Increasingly, before and after his retirement in 1978, he devoted time to an astonishing variety of games, toys, and hobbies. The game of Nim can be analyzed in terms of binary numbers. Therefore, it was an easy step to translate the mathematical strategy into a relay circuit. Shannon used judiciously applied voltage differences to construct a device for playing Hex. Of more lasting influence, he was one of the first to develop a chess-playing program. Although limited by the computer power of the time—this was in the day of vacuum tubes—it played a strong game. Shannon himself was an excellent chess player. On a visit to Russia he enjoyed a game with world champion Botvinnik; he was ahead for a while, but finally succumbed to the champion's superior prowess.

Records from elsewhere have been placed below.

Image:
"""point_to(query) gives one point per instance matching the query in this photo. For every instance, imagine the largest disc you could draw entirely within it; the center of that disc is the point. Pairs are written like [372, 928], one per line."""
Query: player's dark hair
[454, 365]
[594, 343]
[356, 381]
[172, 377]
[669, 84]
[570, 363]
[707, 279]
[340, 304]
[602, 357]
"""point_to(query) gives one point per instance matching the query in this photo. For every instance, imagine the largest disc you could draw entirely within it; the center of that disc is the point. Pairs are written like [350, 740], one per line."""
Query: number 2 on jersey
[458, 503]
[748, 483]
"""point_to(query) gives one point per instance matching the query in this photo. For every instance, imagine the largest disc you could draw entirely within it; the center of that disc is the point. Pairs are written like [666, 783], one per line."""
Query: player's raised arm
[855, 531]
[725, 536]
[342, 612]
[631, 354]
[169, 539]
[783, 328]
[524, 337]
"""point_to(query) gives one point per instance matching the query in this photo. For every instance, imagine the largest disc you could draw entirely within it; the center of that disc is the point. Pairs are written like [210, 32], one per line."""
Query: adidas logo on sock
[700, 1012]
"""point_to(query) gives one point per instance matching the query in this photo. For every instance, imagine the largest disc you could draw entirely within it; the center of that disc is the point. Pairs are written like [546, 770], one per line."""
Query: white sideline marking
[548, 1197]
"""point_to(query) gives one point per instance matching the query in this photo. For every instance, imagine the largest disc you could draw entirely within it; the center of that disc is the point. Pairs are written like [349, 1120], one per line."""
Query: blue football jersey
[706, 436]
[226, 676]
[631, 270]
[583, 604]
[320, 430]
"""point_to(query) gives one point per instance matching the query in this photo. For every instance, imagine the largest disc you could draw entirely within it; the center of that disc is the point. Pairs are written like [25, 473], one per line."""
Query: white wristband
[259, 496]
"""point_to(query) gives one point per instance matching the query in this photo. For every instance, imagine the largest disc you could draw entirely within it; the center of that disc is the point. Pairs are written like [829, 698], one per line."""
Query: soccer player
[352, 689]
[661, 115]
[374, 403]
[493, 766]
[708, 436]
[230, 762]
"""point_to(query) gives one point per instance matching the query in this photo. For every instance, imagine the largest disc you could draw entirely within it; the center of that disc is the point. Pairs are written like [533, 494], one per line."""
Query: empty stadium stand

Shannon must have been physically adept, for he enjoyed juggling and riding a unicycle. He designed a unicycle with an eccentric wheel. He also rode a unicycle and juggled at the same time, causing astonishment and amusement in the halls of the Bell labs. He wrote a theoretical article on juggling and contrived a diorama in which three miniature clowns juggled record numbers of balls, clubs, and rings. The backstage mechanism was concealed by judicious use of ultraviolet light and fluorescent foreground objects.
He devised a machine, THROBAC, which did calculations in Roman numerals. He designed a machine to solve the Rubik Cube. He developed a maze-learning device and constructed a mouse that would discover the way through a maze by trial and error, but once it succeeded would never fail again and could be started at any intermediate point. This was one of the first devices capable of learning. Another clever idea was a “mind reading machine” that played a game of matching pennies. It worked by discerning patterns in the opponent. Since any human being eventually displays some sort of pattern, a sufficiently alert machine with sufficient time can detect this and produce a winning strategy.
These, along with other ideas, both playful and deep, are included in the collection of Shannon's major papers (Sloane and Wyner 1993), which also includes a biography and interview. Much of the material in this essay comes from that source. There is a wealth of happy reading—not all of it easy—for anyone interested in this remarkable man. In Shannon's words, “I've spent lots of time on totally useless things.” But he also did profoundly deep and important things.
Finally, let me mention a personal favorite, Shannon's “ultimate machine,” based on an idea from Marvin Minsky. I was fortunate in the 1950s to see Shannon demonstrate this on a television program. The memory is still vivid. The machine was a small closed box with a toggle switch on the front. Shannon flipped the switch. Then the lid opened, with whirring noises in the box, and a small hand emerged and shut off the switch, whereupon the noises stopped and the lid snapped shut. To quote Arthur Clarke (Sloane and Wyner 1993, p. xiv), “There is something unspeakably sinister about a machine that does nothing—absolutely nothing—except switch itself off.”
I am indebted to N. J. A. Sloane for bringing this thesis to my attention some years ago. Much of the material in this essay is from the collection put together by him and Wyner. I thank Tom Nagylaki for several useful suggestions.